- Air Chief Marshal Chaudhari said that in 1998, the first operational launch of PSLV hadn't happened yet, the Agni-1 MRBM with a range of 700 Km hadn't been made, GPS was a new technology, and the IAF didn't have any Su-30s.
- He also mentioned Artificial Intelligence, Quantum Computing, Robotics and Self-Driving Systems, and the Battlefield of Things.
In an interesting look at India’s military power from 25 years ago and 25 years from now, the head of the Indian Air Force (IAF) pointed out how important Directed Energy Weapons (DEWS) and hypersonics will be in the future.
IAF chief Vivek Ram Chaudhari said at a public event on Tuesday, “The key to developing niche technologies faster is to identify core areas of development, clearly state requirements, and work closely with the industry to design and develop the technologies.”
“The weapons of India at 100 would look very different from the weapons of India at 75. Directed energy weapons and hypersonic weapons have already been tried out and used.
“DEWs, especially lasers, have a lot of advantages over traditional weapons. They can be used with more accuracy, cost less per shot, help with logistics, and are hard to find. “Our defence industries need to keep working on these weapons and put them on airborne platforms so we can get the range and accuracy we want,” he said.
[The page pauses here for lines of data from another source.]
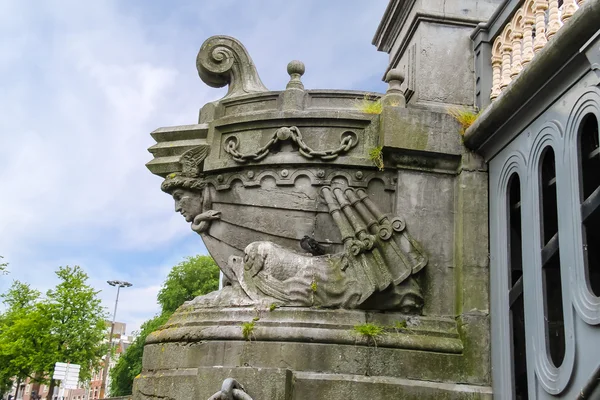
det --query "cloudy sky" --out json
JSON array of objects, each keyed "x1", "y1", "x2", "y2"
[{"x1": 0, "y1": 0, "x2": 390, "y2": 333}]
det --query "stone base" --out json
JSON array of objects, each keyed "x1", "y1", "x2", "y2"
[
  {"x1": 135, "y1": 368, "x2": 492, "y2": 400},
  {"x1": 134, "y1": 307, "x2": 491, "y2": 399}
]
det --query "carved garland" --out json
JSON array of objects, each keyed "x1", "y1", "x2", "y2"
[{"x1": 224, "y1": 126, "x2": 358, "y2": 163}]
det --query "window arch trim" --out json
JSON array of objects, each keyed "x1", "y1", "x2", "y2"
[
  {"x1": 490, "y1": 151, "x2": 530, "y2": 398},
  {"x1": 526, "y1": 123, "x2": 575, "y2": 395},
  {"x1": 564, "y1": 87, "x2": 600, "y2": 325}
]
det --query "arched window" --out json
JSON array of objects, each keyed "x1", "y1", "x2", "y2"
[
  {"x1": 507, "y1": 173, "x2": 528, "y2": 398},
  {"x1": 578, "y1": 113, "x2": 600, "y2": 297},
  {"x1": 539, "y1": 147, "x2": 565, "y2": 367}
]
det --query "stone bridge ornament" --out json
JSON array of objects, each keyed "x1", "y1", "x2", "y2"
[
  {"x1": 139, "y1": 34, "x2": 467, "y2": 400},
  {"x1": 150, "y1": 34, "x2": 429, "y2": 313}
]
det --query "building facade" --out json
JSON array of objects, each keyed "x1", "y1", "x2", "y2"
[{"x1": 466, "y1": 0, "x2": 600, "y2": 398}]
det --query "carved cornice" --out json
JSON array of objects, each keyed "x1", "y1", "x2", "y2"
[
  {"x1": 147, "y1": 308, "x2": 462, "y2": 353},
  {"x1": 202, "y1": 167, "x2": 397, "y2": 192}
]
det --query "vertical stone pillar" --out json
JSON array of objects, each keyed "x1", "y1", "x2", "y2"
[{"x1": 372, "y1": 0, "x2": 503, "y2": 109}]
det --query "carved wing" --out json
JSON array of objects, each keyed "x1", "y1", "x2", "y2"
[{"x1": 180, "y1": 145, "x2": 210, "y2": 178}]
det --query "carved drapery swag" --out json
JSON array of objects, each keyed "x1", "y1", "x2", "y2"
[{"x1": 224, "y1": 126, "x2": 358, "y2": 163}]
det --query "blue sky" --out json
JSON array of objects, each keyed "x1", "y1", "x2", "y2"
[{"x1": 0, "y1": 0, "x2": 389, "y2": 333}]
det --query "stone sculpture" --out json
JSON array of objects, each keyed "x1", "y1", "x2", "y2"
[
  {"x1": 152, "y1": 35, "x2": 429, "y2": 314},
  {"x1": 139, "y1": 33, "x2": 491, "y2": 400}
]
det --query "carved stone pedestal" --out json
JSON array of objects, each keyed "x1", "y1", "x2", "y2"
[
  {"x1": 140, "y1": 34, "x2": 492, "y2": 399},
  {"x1": 134, "y1": 307, "x2": 490, "y2": 400}
]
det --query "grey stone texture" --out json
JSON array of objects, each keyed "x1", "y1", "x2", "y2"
[
  {"x1": 136, "y1": 307, "x2": 490, "y2": 399},
  {"x1": 140, "y1": 1, "x2": 493, "y2": 393},
  {"x1": 373, "y1": 0, "x2": 502, "y2": 109}
]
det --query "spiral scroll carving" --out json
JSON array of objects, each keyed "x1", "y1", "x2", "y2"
[{"x1": 197, "y1": 35, "x2": 268, "y2": 99}]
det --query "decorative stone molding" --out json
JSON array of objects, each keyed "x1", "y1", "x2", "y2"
[
  {"x1": 196, "y1": 35, "x2": 268, "y2": 99},
  {"x1": 202, "y1": 167, "x2": 396, "y2": 192},
  {"x1": 147, "y1": 308, "x2": 464, "y2": 354},
  {"x1": 224, "y1": 126, "x2": 359, "y2": 163},
  {"x1": 489, "y1": 0, "x2": 587, "y2": 101}
]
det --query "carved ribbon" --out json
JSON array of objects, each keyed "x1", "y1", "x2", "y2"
[{"x1": 224, "y1": 126, "x2": 358, "y2": 163}]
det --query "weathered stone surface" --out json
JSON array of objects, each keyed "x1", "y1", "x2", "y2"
[
  {"x1": 379, "y1": 106, "x2": 464, "y2": 156},
  {"x1": 158, "y1": 136, "x2": 429, "y2": 311},
  {"x1": 196, "y1": 36, "x2": 268, "y2": 99},
  {"x1": 141, "y1": 31, "x2": 492, "y2": 399},
  {"x1": 373, "y1": 0, "x2": 502, "y2": 108},
  {"x1": 292, "y1": 372, "x2": 492, "y2": 400},
  {"x1": 199, "y1": 368, "x2": 292, "y2": 400},
  {"x1": 146, "y1": 308, "x2": 463, "y2": 354}
]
China’s People’s Liberation Army wants to “basically finish” modernization by 2036 and become a “world-class force” by 2049. This is in line with President Xi Jinping’s well-known plan for the “Great Rejuvenation of the Chinese Nation.”
Neighbours India and China are in a violent border dispute that hasn’t been solved despite diplomatic and military talks going on all the time.
The Indian military is going through a time of change, and its main goals are modernization and “atmanirbharta,” which means “self-reliance in defence production.” But at the same time, there is a process going on to get cutting-edge technology in some niche areas.
Air Chief Marshal Chaudhari said that in 1998, the first operational launch of PSLV hadn’t happened yet, the Agni-1 MRBM with a range of 700 Km hadn’t been made, GPS was a new technology, and the IAF didn’t have any Su-30s.
“Because technology grows exponentially and its effects are super-exponential, the next 25 years will see even more growth, which may be hard to predict with a lot of accuracy at this point. But we can be sure that India will look very different in 25 years, in 2047, when our country will have been independent for 100 years,” he said.
He also mentioned Artificial Intelligence, Quantum Computing, Robotics and Self-Driving Systems, and the Battlefield of Things.